O'Neill's painting belongs to a strong tradition of genre painting which probed the workings of the establishment. In an age when social and political legislation intensified, and public services were overhauled, the spectre of authority became more present in the life of civilians. The guardians of public welfare - whether in education, the church or the law - appeared in literature and art alike, and the occasional hypocrisy within these institutions was exposed. Whilst Hogarth, Rowlandson, and Gilray were explicit in their satire, nineteenth-century painters wove satire more subtly into narrative painting.

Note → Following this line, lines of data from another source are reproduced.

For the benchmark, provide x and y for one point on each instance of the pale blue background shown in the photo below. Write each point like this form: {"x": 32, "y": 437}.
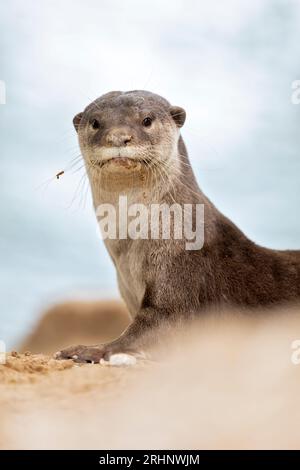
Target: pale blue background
{"x": 229, "y": 63}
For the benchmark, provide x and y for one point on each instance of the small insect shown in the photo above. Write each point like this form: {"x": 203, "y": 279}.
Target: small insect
{"x": 60, "y": 174}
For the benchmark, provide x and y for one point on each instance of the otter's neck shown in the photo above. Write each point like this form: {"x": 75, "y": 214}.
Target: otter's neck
{"x": 148, "y": 185}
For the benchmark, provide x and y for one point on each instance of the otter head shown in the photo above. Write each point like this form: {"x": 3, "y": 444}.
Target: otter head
{"x": 125, "y": 132}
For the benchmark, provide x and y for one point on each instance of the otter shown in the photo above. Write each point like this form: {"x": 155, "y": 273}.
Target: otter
{"x": 132, "y": 145}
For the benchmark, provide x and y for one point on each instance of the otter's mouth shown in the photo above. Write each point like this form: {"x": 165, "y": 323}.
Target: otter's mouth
{"x": 117, "y": 161}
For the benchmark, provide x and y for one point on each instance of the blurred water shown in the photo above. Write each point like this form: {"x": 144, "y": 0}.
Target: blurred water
{"x": 230, "y": 64}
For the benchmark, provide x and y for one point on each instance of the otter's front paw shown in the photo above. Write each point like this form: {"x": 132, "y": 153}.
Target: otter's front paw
{"x": 81, "y": 353}
{"x": 100, "y": 354}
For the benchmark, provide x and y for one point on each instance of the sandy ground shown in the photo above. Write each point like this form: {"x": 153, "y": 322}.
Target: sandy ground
{"x": 225, "y": 382}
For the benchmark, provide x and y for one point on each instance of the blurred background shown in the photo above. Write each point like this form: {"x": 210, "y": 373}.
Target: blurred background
{"x": 230, "y": 64}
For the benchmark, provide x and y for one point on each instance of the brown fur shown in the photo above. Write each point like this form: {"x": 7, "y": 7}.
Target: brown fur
{"x": 167, "y": 281}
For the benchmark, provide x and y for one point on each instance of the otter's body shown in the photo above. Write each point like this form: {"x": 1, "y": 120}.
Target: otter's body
{"x": 132, "y": 147}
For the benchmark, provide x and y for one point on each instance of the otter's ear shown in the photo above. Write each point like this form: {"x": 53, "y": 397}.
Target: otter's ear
{"x": 178, "y": 114}
{"x": 76, "y": 120}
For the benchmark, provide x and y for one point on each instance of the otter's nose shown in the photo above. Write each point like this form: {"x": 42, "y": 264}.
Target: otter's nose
{"x": 118, "y": 138}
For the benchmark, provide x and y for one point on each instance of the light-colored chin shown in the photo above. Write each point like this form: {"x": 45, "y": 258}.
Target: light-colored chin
{"x": 118, "y": 175}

O'Neill adheres particularly to the example of Wilkie and Mulready. Both artists made scenes from everyday life an appropriate subject for exhibited art. Their native tact was sometimes tempered with more derisive humour. Here O'Neill turns his attention to the public themselves, rather than the legal establishment. Although both admirable and necessary, the practical shortcomings of gathering together a disparate group to adjudicate a case are made evident in O'Neill's representation.
Like Dickens and Trollope, O'Neill obtains his comic effect by emphasising variety of human type: the contrast between the sleepy defector and more didactic others, for example. The picture's irony derives from the fact that such chaos can exist behind the doors of the most august of institutions.

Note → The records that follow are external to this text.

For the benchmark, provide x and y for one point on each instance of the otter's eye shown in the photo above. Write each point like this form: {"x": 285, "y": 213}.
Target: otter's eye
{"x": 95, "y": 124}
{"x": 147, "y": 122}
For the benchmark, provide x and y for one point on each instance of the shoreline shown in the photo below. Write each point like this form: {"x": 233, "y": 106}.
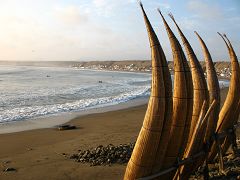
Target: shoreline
{"x": 52, "y": 121}
{"x": 44, "y": 153}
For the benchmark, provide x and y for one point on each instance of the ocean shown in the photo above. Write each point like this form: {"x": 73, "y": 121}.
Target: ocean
{"x": 28, "y": 92}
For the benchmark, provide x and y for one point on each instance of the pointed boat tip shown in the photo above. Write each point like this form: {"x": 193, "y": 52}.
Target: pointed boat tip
{"x": 220, "y": 34}
{"x": 159, "y": 10}
{"x": 140, "y": 3}
{"x": 171, "y": 16}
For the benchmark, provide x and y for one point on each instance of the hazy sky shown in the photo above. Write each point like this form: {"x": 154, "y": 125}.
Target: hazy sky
{"x": 110, "y": 29}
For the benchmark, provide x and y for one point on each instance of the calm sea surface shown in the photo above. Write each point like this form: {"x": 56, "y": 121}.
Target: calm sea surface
{"x": 29, "y": 92}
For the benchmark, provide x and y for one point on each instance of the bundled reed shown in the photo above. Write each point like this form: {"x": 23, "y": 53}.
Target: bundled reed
{"x": 228, "y": 140}
{"x": 227, "y": 115}
{"x": 182, "y": 103}
{"x": 195, "y": 143}
{"x": 200, "y": 92}
{"x": 149, "y": 148}
{"x": 213, "y": 89}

The picture was atypical for the artist, whose work usually exhibits a defiantly pretty, even nostalgic, aesthetic. O'Neill was a member of the Cranbrook Colony, an informal group who spent summers working in this Kent village. Often featuring women and children clad in historical dress, their art depicted the beamed interiors of Tudor houses local to the area, and has remained consistently popular.
A Jury demonstrates O'Neill's expertise as a painter of detailed interior scenes, evoking the Dutch Masters. He creates a varied perspective by incorporating angles and a doorway. The light is gentle and pertinent, falling upon the central figure of the procrastinator.
This robust character raises a more serious, general, point. In his failure to deliver a verdict, or respond, he represents in wider terms the dissenter within a council. By exaggerating the expressions of his companions - who rely upon visual effect - O'Neill highlights the tension that can prevail between group and individual in any context.